Re: Next, try copyright law
@Cliff
One could argue that the ability of publishers to make money from copyrighted works incentivises them to engage and pay writers (etc...) and thus provides incentive for those writers to, well, write.
Many (including myself) would argue that the system is unequal and in dire need of fixing, but then I occupy that (probably large) middle-ground that believes copyright law is necessary, but the current system is not optimal.
On 'the mouse', specifically, I do see a distinction between a written work and a character. A creation like Mickey Mouse is as much a trademark as intellectual property so, in some ways, wondering when Mickey Mouse will become 'public domain' is a little like wondering when I will be able to build and sell cars with the Ford badge on them, or PCs with the HP logo.
Really, Mickey is a trademark - the character, and indeed other similar cartoon characters, are used as identifiers for their brand. The cartoons themselves are protected via regular copyright (which may or may not be extended) but the characters themselves would seem to be valid for protection potentially in perpetuity. (Apologies for the alliteration.)
Seeing an item or work with Mickey Mouse instantly signifies that that product/work is the property of or licensed by Disney. If the protections on the character and 'likeness' of Mickey Mouse were to suddenly expire, think of all the knock-off goods that would appear. It would most definitely cause 'brand dilution', which is precisely the thing that trademarks are designed to protect against.
To be clear, a cartoon with Mickey Mouse should not receive any special or extended protection (which is what you were likely talking about), any more than a song or a piece of writing should. After X years, that work should be considered in the public domain; the music can be used in a movie or a YouTube video, the book re-printed by another publisher, or a cartoon/movie shown by a broadcaster - all without having to pay anyone. BUT, that is not the same thing as someone making a new movie with the Mickey Mouse character.
Like the bunny, the mouse fulfils the criteria for a trademark and should be protected as such.
THAT SAID, the copyright laws of works do seem to get extended and I don't agree with that at all. There is no reason why the specific work of 'Steamboat Willie' should not be part of the public domain. While it might not be quite the same, modern symphony orchestras and opera companies simply could not exist without the timely expiration of copyrighted music - it is very much in the public interest that the Brandenburg Concertos or Mahler's ninth are in the public domain.

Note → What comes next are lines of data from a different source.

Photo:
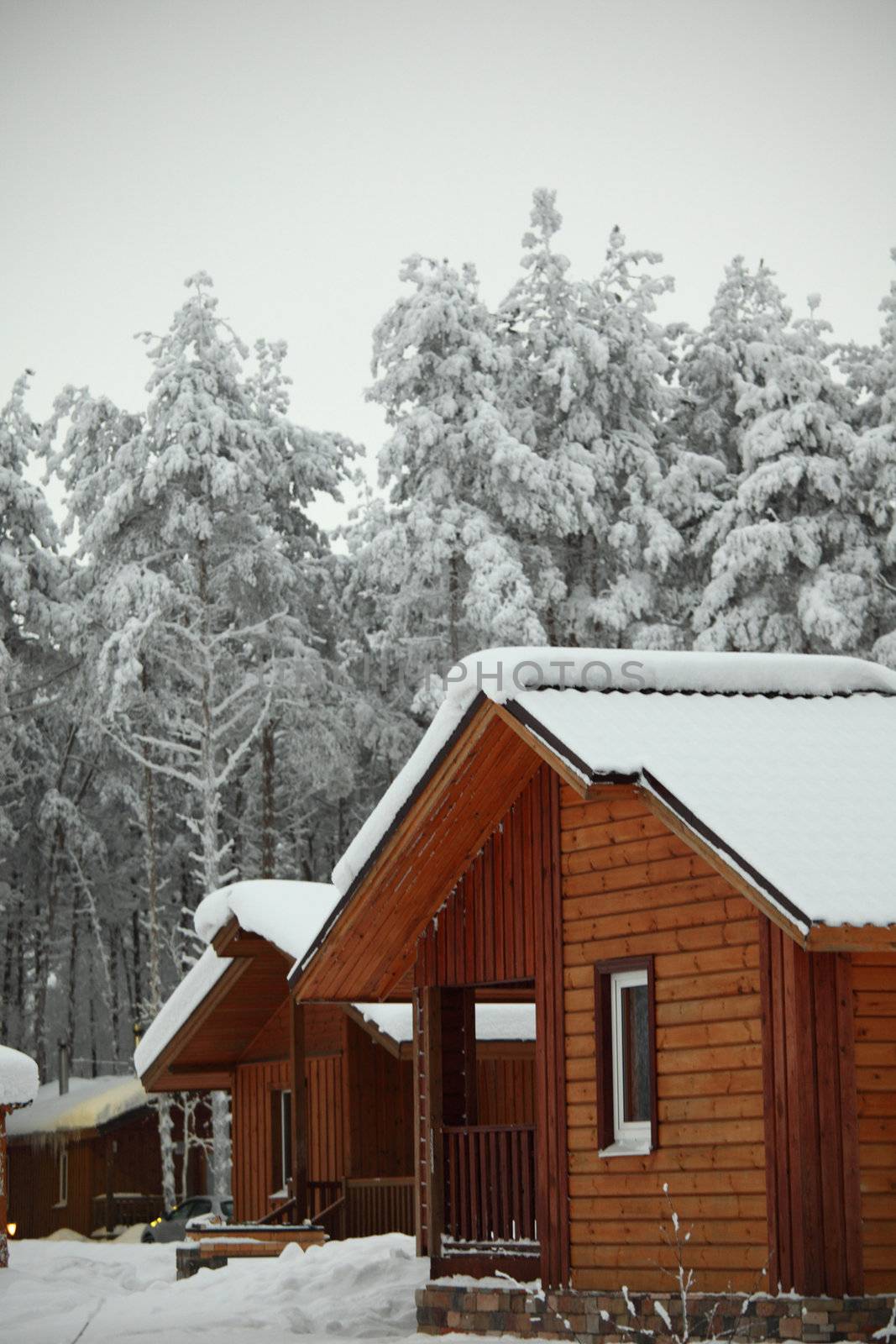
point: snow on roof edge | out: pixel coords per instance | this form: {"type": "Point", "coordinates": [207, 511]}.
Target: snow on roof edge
{"type": "Point", "coordinates": [19, 1077]}
{"type": "Point", "coordinates": [501, 674]}
{"type": "Point", "coordinates": [177, 1008]}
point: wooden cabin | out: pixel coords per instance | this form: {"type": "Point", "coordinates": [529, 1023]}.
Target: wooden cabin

An interesting thing there, is that up until relatively recently, the US did not recognise foreign copyright laws so Disney was able to use Stravinsky's 'Rite of Spring' in Fantasia without paying the then still-living Stravinsky any royalties for the film's US release. They did have to license for international release but were later taken to court for breach of contract when the film was released on video and largely lost, having to pay up.